This notebook shows the procedure to deploy an ensemble of [XGBoost model](https://xgboost.readthedocs.io/en/latest/) in Triton Inference Server with Forest Inference Library (FIL) backend. The FIL backend allows forest models trained by several popular machine learning frameworks (including XGBoost, LightGBM, Scikit-Learn, and cuML) to be deployed in a Triton inference server using the RAPIDS Forest Inference LIbrary for fast GPU-based inference. Using this backend, forest models can be deployed seamlessly alongside deep learning models for fast, unified inference pipelines.

For the ensemble, [Business Logic Scripting(BLS)](https://github.com/triton-inference-server/python_backend/blob/main/README.md#business-logic-scripting) in Triton python custom backend is used.

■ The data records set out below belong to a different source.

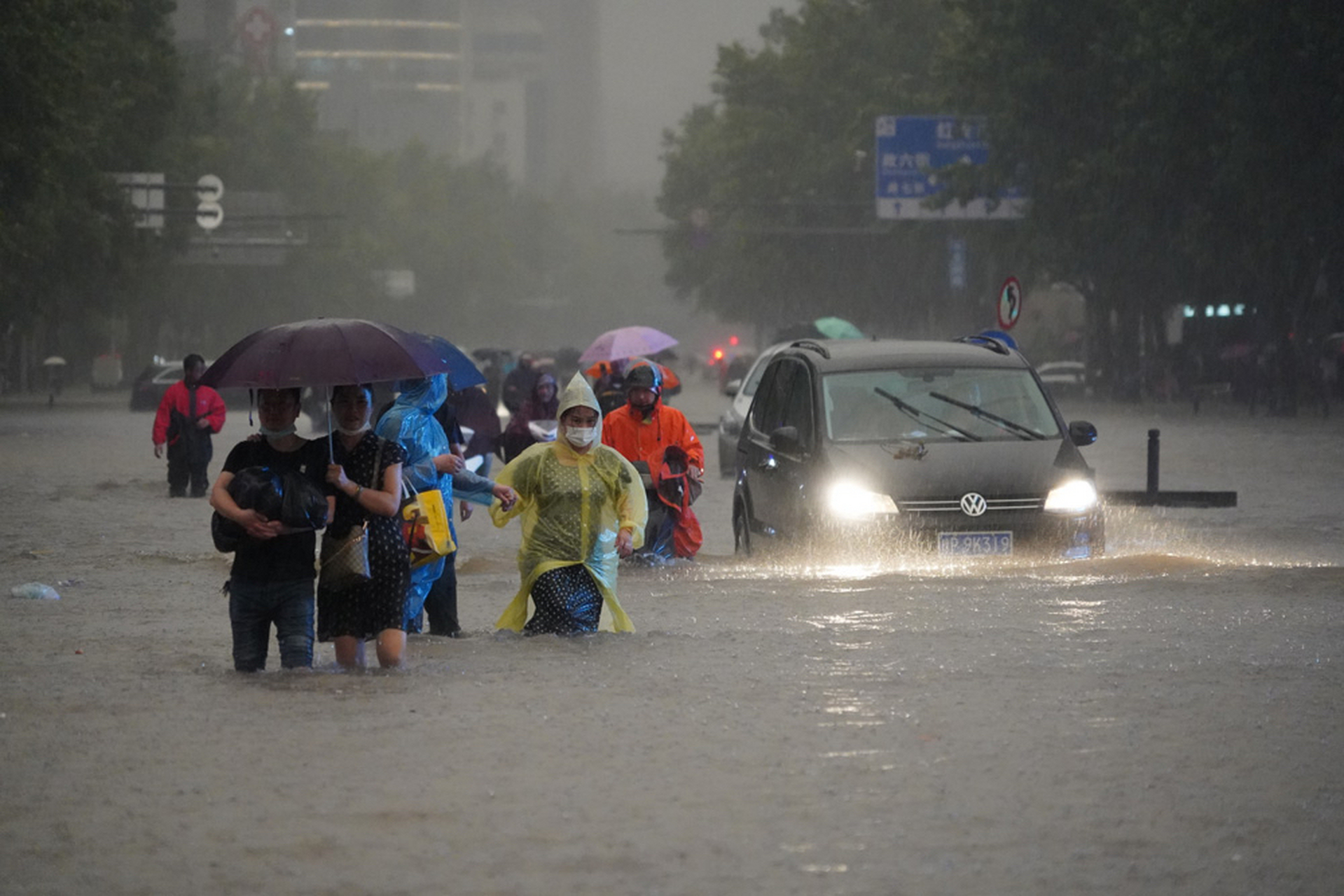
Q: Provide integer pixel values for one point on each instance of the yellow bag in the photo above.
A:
(425, 526)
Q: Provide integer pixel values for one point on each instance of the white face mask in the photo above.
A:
(581, 435)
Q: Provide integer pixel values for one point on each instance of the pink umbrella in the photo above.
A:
(627, 342)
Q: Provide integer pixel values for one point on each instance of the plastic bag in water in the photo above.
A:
(34, 592)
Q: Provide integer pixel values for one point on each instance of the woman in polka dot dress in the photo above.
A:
(374, 609)
(582, 508)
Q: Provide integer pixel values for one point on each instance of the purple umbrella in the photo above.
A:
(627, 342)
(332, 351)
(335, 351)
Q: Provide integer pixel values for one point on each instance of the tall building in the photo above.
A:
(511, 80)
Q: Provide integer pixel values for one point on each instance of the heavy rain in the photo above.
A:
(836, 713)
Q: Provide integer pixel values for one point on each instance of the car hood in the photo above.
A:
(955, 468)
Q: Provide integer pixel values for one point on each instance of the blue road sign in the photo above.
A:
(909, 152)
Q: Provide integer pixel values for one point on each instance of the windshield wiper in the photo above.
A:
(915, 414)
(1002, 422)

This notebooks runs in Triton NGC docker container: nvcr.io/nvidia/tritonserver:22.01-py3

### Contents
* [Train XGBoost model on dummy data](http://localhost:7001/notebooks/simple_xgboost_example.ipynb#Train-XGBoost-model)
* [Export, load and deploy XGBoost model in Triton Inference Server](http://localhost:8888/notebooks/simple_xgboost_example.ipynb#Export,-load-and-deploy-XGBoost-model-in-Triton-Inference-Server)
* [Determine throughput and latency using Perf Analyzer](http://localhost:7001/notebooks/simple_xgboost_example.ipynb#Determine-throughput-and-latency-with-Perf-Analyzer)
* [Find best configuration using Model Analyzer](http://localhost:7001/notebooks/simple_xgboost_example.ipynb#Find-best-configuration-using-Model-Analyzer)
* [Deploy model with best configuration](http://localhost:7001/notebooks/simple_xgboost_example.ipynb#Deploy-model-with-best-configuration)
* [Triton Client](http://localhost:7001/notebooks/simple_xgboost_example.ipynb#Triton-Client)
* [Conclusion](http://localhost:7001/notebooks/simple_xgboost_example.ipynb#Conclusion)

## Requirements

* Nvidia GPU (Pascal+ Recommended GPUs: T4, V100 or A100)
* [Latest NVIDIA driver](https://docs.nvidia.com/datacenter/tesla/tesla-installation-notes/index.html)
* [Docker](https://docs.docker.com/get-docker/)
* [The NVIDIA container toolkit](https://docs.nvidia.com/datacenter/cloud-native/container-toolkit/install-guide.html#docker)

## Setup

To begin, check that the NVIDIA driver has been installed correctly. The `nvidia-smi` command should run and output information about the GPUs on your system:"

In [None]:
!nvidia-smi

## Install XGBoost and Sklearn

We'd need to install XGBoost and SKlearn using the following pip3 commands inside the container as follows:

In [None]:
# Install sklearn and XGBoost
!pip3 install -U scikit-learn xgboost cupy-cuda115 google-cloud-aiplatform

## Train XGBoost model

If you have a pre-trained xgboost model, save it as `xgboost.model` and skip this step. We'll train a XGBoost model on random data in this section 

In [1]:
# Import required libraries
import numpy
from numpy import loadtxt
from xgboost import XGBClassifier
from sklearn.model_selection import train_test_split
from sklearn.metrics import accuracy_score

import os
import signal
import subprocess

In [None]:
# Generate dummy data to perform binary classification
seed = 7
features = 9 # number of sample features
samples = 10000 # number of samples
X = numpy.random.rand(samples, features).astype('float32')
Y = numpy.random.randint(2, size=samples)

test_size = 0.33
X_train, X_test, y_train, y_test = train_test_split(X, Y, test_size=test_size, random_state=seed)

In [None]:
model = XGBClassifier()
model.fit(X_train, y_train)

In [None]:
y_pred = model.predict(X_test)
accuracy = accuracy_score(y_test, y_pred)
print("Test Accuracy: {:.2f}".format(accuracy * 100.0))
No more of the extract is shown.